What if your family was living a busy and involved life, as respected members of the community, businessmen, civic leaders, homeowners, children active in schools.

Then suddenly, overnight, everything is turned upside down. You are given a few days to pack what can be carried in a suitcase, rounded up by military guards, and removed from your home to a remote area where you must make a new life surrounded by barbed wire fences, guards in towers watching 24 hours a day.

It happened to nine-year-old Sam Mihara in 1942, then living in San Francisco. Mihara, who would go on to become a rocket scientist and a college lecturer, will present a program, “Memories of Heart Mountain,” Tuesday, Sept. 22, at Hot Springs County Museum, Thermopolis, at 6 p.m.

Today, Mihara is a member of the board of directors, Heart Mountain Wyoming Foundation, and is one of the last survivors who speaks out about Heart Mountain internment camp and its long-term effects upon Japanese-Americans and American society.

Mihara will also speak to Hot Springs County School District #1 students earlier in the day. The Thermopolis events are sponsored by Hot Springs Greater Learning Foundation, with a grant from the Wyoming Humanities Council.

Mihara shows rare footage and photographs of the roundup and transport to the camps, as well as life in the camps. He also offers up observations on how societies can become victims of their own paranoia.

After war was declared with Japan, everyone of Japanese descent living on the West Coast was removed to internment camps, whether they were U.S. citizens or immigrants. The U.S. government feared the presence of spies and terrorism attacks. Ten internment camps were set up across the country.

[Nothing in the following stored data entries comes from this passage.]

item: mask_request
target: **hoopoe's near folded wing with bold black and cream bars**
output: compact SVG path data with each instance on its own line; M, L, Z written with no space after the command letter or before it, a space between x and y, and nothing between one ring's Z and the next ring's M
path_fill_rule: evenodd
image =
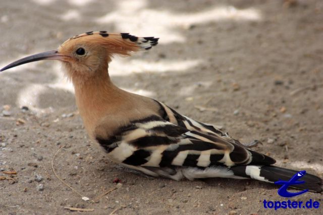
M189 130L159 116L130 122L108 140L97 137L118 163L142 167L272 165L275 160L220 135Z

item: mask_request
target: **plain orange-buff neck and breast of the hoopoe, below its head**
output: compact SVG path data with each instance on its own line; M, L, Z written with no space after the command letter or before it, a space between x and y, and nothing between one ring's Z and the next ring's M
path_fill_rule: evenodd
M159 105L154 100L118 88L107 69L86 81L73 77L72 81L76 104L91 138L109 138L132 120L158 114Z

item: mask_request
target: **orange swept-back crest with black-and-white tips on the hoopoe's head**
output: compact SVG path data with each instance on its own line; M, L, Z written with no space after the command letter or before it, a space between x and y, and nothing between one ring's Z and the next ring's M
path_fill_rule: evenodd
M133 51L140 49L148 50L158 44L159 38L137 37L129 33L107 33L106 31L90 31L78 34L66 40L61 46L67 43L84 41L106 46L112 54L130 55Z

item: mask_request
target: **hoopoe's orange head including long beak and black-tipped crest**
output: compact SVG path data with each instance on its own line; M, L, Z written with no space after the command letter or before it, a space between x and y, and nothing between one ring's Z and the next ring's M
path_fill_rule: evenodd
M58 49L37 53L15 61L0 71L41 60L60 60L67 68L68 76L93 76L106 71L113 55L129 56L140 49L150 49L158 38L136 37L129 33L87 32L66 40Z

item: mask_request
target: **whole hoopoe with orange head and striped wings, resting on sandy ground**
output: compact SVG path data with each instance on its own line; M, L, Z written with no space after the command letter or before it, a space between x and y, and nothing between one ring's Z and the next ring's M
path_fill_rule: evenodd
M75 89L84 127L113 162L153 177L255 179L275 183L298 171L274 166L275 159L220 129L177 113L155 99L117 87L108 66L115 55L130 56L158 44L155 37L90 31L58 49L22 58L0 71L40 60L59 60ZM322 179L306 174L296 189L322 192Z

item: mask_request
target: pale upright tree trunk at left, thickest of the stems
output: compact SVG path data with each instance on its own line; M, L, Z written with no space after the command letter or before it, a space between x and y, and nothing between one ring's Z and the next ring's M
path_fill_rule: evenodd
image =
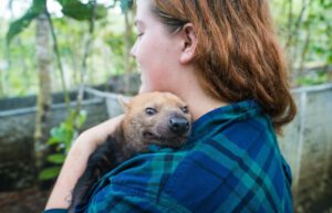
M51 46L50 25L46 14L41 14L35 20L37 26L37 70L39 78L39 92L37 100L37 120L34 130L34 155L38 171L44 164L46 152L46 131L51 106Z

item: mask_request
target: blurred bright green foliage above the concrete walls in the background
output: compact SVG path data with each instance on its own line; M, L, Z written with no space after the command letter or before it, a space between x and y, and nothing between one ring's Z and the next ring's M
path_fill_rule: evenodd
M14 0L17 1L17 0ZM45 0L43 0L45 1ZM61 6L71 8L80 0L58 0ZM40 0L31 1L40 3ZM87 58L86 84L103 84L111 75L121 74L124 70L124 18L118 9L124 12L124 9L132 9L133 0L110 0L108 8L101 11L107 12L105 19L98 19L95 22L94 42L91 49L90 57ZM291 60L290 65L293 66L293 81L295 84L303 82L298 79L304 75L300 72L303 62L304 68L310 64L310 67L319 64L332 63L332 1L331 0L272 0L271 11L278 28L279 35L288 52L288 58ZM302 2L308 2L304 7L302 18L300 18ZM91 11L91 2L81 3ZM31 8L34 8L31 6ZM38 7L37 7L38 8ZM97 6L98 8L98 6ZM83 9L83 10L85 10ZM116 10L117 9L117 10ZM38 10L29 9L31 13L25 17L25 24L19 22L24 20L22 17L18 23L12 22L8 31L7 38L11 40L9 46L10 63L7 68L0 72L1 93L4 96L23 96L35 94L38 81L35 75L35 32L33 26L33 17ZM74 8L69 9L69 13L63 12L64 17L52 17L55 34L58 38L59 51L64 66L65 78L69 89L77 87L80 82L80 70L83 58L87 38L89 25L87 21L76 21L70 14ZM77 9L81 10L81 9ZM73 12L80 13L80 12ZM87 12L91 14L91 12ZM103 12L102 12L103 13ZM34 15L32 15L34 14ZM73 14L75 15L75 14ZM82 14L83 17L85 15ZM98 9L96 9L96 18L98 18ZM132 17L131 17L132 18ZM89 15L82 18L87 20ZM133 18L132 18L133 19ZM80 20L80 18L79 18ZM300 22L299 22L300 21ZM30 23L30 25L29 25ZM14 26L17 24L17 26ZM27 28L29 25L29 28ZM25 30L24 30L25 29ZM6 32L8 30L8 20L0 17L0 41L6 41ZM15 36L19 32L19 36ZM135 32L131 32L131 42L134 41ZM307 38L309 43L307 44ZM15 36L15 38L14 38ZM290 38L291 36L291 38ZM12 40L12 38L14 38ZM6 46L0 44L0 63L7 64ZM134 60L133 60L134 61ZM135 70L134 63L131 61L132 70ZM55 62L55 60L53 60ZM55 65L54 65L55 66ZM3 66L2 66L3 67ZM0 67L1 68L1 67ZM96 71L97 70L97 71ZM295 74L299 72L298 74ZM305 78L305 77L304 77ZM331 78L331 77L330 77ZM58 72L52 73L52 89L59 92L62 89ZM324 78L325 79L325 78ZM307 82L307 81L304 81ZM320 81L319 81L320 82ZM302 83L301 83L302 84Z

More than 10,000 were relocated to Heart Mountain camp in a remote area of northwest Wyoming.

Sam Mihara and his family would remain there until 1945, living in a one-room apartment in tarpaper barracks with shared laundry and toilet facilities.

The story of their lives at Heart Mountain has relevance today as issues of immigration and detainment are at the center of presidential political debates.

He also discusses how a Wyoming friendship began when Boy Scouts from Cody and from Heart Mountain met in the 1940s, and how that friendship became instrumental 40 years later in changing laws that recognized the injustice done to Japanese citizens.

Hot Springs County Library will display photos from Mihara’s collection, along with newly acquired books for all ages on the Heart Mountain experience.